I really liked the Bethesda one. There was a massive double-sided screen and some footage filled the whole thing up, which other presentations just mimicked like the Nioh 2 one that had the footage on the middle screen and just matching flames on the surrounding ones.
EA had a much better presenter than those previous YouTubers but still felt awkward with phrases like "I'm gonna toss it back to Jeff on the main stage."
It's also worth reminding ourselves how royally awkward E3 presentations can get at times...
Comment
-
Originally posted by QualityChimp View PostWhat was your favourite location of the presentations and how the auditorium was laid out?
Ubisoft's was elaborate, but at times felt very amateurish in a bad way. Still, they were second place, in that theirs was fun and quite "dense", without a lot of extraneous time for the links.
Microsoft's was probably third, in that it was a bit sterile. Nothing wrong with it but nothing terribly exciting either. I also didn't like how they had a 24-player setup onstage, but when they "used" it, the demos were super-choreographed, which seemed to defeat the purpose. I assume they used that setup for other stuff throughout the event. That being said, no issues.

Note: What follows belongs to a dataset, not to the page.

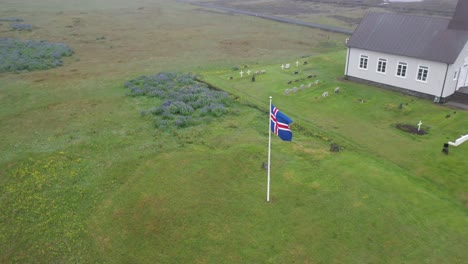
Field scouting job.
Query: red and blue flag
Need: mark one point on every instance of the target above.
(279, 124)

Sony were by far the worst. They had an interesting idea, what with the themed auditoriums, but it just doesn't work. The wait in the middle was problematic, and their filler show was amateuris. It also seemed a bit odd to have a whole auditorium just for TLOU2. The show itself was fine, but just a bit rough around the edges.
Square-Enix cheaped out and took Nintendo's approach. That was a shame.
There were no major screw-ups this year though. Sony had one wrong camera angle during their presentation but that was as bad as it got. Usually someone ends their career.